Focused on Disaster Narrative, Media Ignores Obvious Benefits of Brexit
In an essay called "After the Brexit," which appeared in The New Criterion in January 2014, Bennett compared America's cooperation with Canada on the manufacture of cars -- where vehicles are shipped back and forth across the border several times in the process of assembly -- to one possible post-Brexit arrangement between the UK and Europe:
[M]uch of the cross-border trade between the United Kingdom and the European Union could continue with relatively simple arrangements comparable to North American arrangements.
As negotiations proceed towards the invocation of Article 50, the formal request to withdraw from the EU, a series of such arrangements could be agreed upon:
Britain’s trade with the Continent could continue at something near its current levels.
Bennett acknowledges that that Brexit would likely spark turmoil and a decrease in trade at first, if only because of "market adjustments." He also notes the possibility that some of the diminution of trade and market turmoil would be the result of "spite on the European side" (are you listening, Mr. Juncker?). But he also noted:
[S]ince at present the European Union has a positive trade balance with the United Kingdom (i.e., they export more to the United Kingdom than the United Kingdom does to them), it would really be a case of “cut off their nose to spite their face” to try to reduce that, especially considering the current (and likely future) unemployment levels on the Continent.

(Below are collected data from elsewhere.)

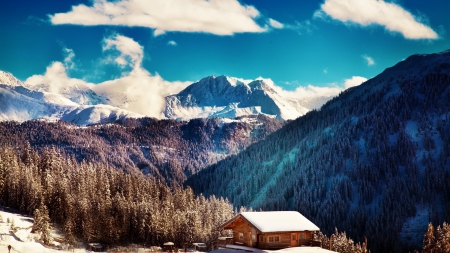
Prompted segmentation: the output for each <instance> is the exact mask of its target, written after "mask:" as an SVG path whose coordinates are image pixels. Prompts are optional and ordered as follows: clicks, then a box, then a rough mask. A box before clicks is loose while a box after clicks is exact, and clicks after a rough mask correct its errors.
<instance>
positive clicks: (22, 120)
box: [0, 85, 54, 121]
mask: <svg viewBox="0 0 450 253" xmlns="http://www.w3.org/2000/svg"><path fill="white" fill-rule="evenodd" d="M0 101H1V103H0V120H15V121H25V120H30V119H35V118H42V117H49V116H51V114H52V112H54V111H53V110H52V109H54V108H51V107H50V106H49V105H48V104H47V103H45V102H43V101H38V100H36V99H34V98H31V97H28V96H25V95H22V94H20V93H18V92H16V91H14V90H13V89H11V88H10V87H9V86H6V85H0Z"/></svg>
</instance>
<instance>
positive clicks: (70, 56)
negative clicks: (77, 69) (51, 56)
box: [63, 47, 75, 69]
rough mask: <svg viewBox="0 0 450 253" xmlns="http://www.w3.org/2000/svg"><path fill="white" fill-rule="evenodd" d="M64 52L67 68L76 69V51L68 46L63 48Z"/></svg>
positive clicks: (64, 64)
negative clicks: (75, 64) (74, 58)
mask: <svg viewBox="0 0 450 253" xmlns="http://www.w3.org/2000/svg"><path fill="white" fill-rule="evenodd" d="M63 54H64V55H65V57H64V67H66V69H75V62H74V61H73V58H75V52H74V51H73V50H72V49H70V48H67V47H64V48H63Z"/></svg>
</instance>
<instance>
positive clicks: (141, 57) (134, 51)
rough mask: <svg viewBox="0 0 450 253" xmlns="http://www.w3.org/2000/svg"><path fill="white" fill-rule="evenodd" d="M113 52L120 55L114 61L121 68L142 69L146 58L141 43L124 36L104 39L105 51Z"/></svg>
mask: <svg viewBox="0 0 450 253" xmlns="http://www.w3.org/2000/svg"><path fill="white" fill-rule="evenodd" d="M108 50H113V51H115V52H117V53H119V55H118V56H116V57H114V59H112V60H113V61H114V62H115V63H117V64H118V65H119V66H121V67H126V66H129V67H132V68H135V67H137V68H140V67H141V63H142V59H143V57H144V49H143V47H142V46H141V45H139V43H137V42H136V41H134V40H133V39H131V38H128V37H125V36H122V35H113V36H111V37H109V38H106V39H104V43H103V51H108Z"/></svg>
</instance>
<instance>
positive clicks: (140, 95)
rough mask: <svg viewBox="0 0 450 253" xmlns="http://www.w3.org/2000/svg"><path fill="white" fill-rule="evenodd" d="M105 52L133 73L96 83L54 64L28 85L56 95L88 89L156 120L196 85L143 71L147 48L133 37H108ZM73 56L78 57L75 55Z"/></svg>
mask: <svg viewBox="0 0 450 253" xmlns="http://www.w3.org/2000/svg"><path fill="white" fill-rule="evenodd" d="M103 50H104V51H113V52H112V53H114V52H115V53H117V57H115V58H112V62H115V63H116V64H118V65H119V66H121V67H123V66H129V67H131V71H130V72H124V73H122V76H121V77H120V78H117V79H113V80H108V81H105V82H102V83H99V84H93V83H87V82H86V81H84V80H81V79H77V78H70V77H69V76H68V75H67V69H66V67H65V64H63V63H62V62H53V63H51V64H50V66H48V67H47V70H46V72H45V74H44V75H34V76H31V77H29V78H28V79H27V80H26V81H25V83H26V84H28V85H42V84H44V85H46V86H47V87H48V91H49V92H53V93H60V92H61V90H62V89H64V88H66V87H74V86H78V87H83V86H87V87H89V88H91V89H92V90H94V91H95V92H96V93H98V94H102V95H105V96H106V97H107V98H108V99H109V105H112V106H117V107H121V108H123V109H126V110H129V111H131V112H135V113H138V114H142V115H147V116H150V117H156V118H160V117H161V112H162V110H163V108H164V106H165V100H164V97H165V96H166V95H168V94H173V93H178V92H180V91H181V90H182V89H184V88H186V87H187V86H188V85H189V84H191V83H192V82H179V81H175V82H169V81H166V80H164V79H163V78H162V77H161V76H159V75H158V74H157V73H156V74H155V75H152V74H150V73H149V72H148V71H147V70H145V69H143V68H142V66H141V63H142V60H143V55H144V54H143V50H144V48H143V47H142V46H141V45H139V44H138V43H137V42H136V41H134V40H133V39H131V38H128V37H125V36H122V35H114V36H111V37H109V38H105V39H104V41H103ZM72 53H73V51H72ZM73 55H75V54H74V53H73ZM66 59H67V57H66ZM70 59H71V58H70Z"/></svg>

There is as much consternation among the Eurocrats on the Continent as there is among the disappointed Remainders in London. A lot of wild things are being said, accusations hurled, and grandstanding is everywhere on display. But I suspect that Bennett is right that cooler heads will soon prevail:
[I]t is reasonable to expect that substantial post-Brexit trade ties will continue between the U.K. and the European Union, perhaps coming near to maintaining current levels. Still, once the U.K. is outside of the European customs union, it is free to strike trade deals for itself, or to join other trade areas or trade arrangements to increase its trade with the rest of the world.
That's one plus. And another concerns the EU's own imposition of trade barriers:
The fact is, the E.U.’s external barriers are fairly substantial in a number of areas, including many in which Britain is a competitive exporter. In E.U. trade talks with potential partners, it is usually the case that various Continental protectionist interests tend to be the limiting factor on striking open deals, to the detriment of British trade. Therefore, it may well be possible to strike better deals on bilateral U.K. trade agreements or on multilateral agreements to which the European Union is not a partner.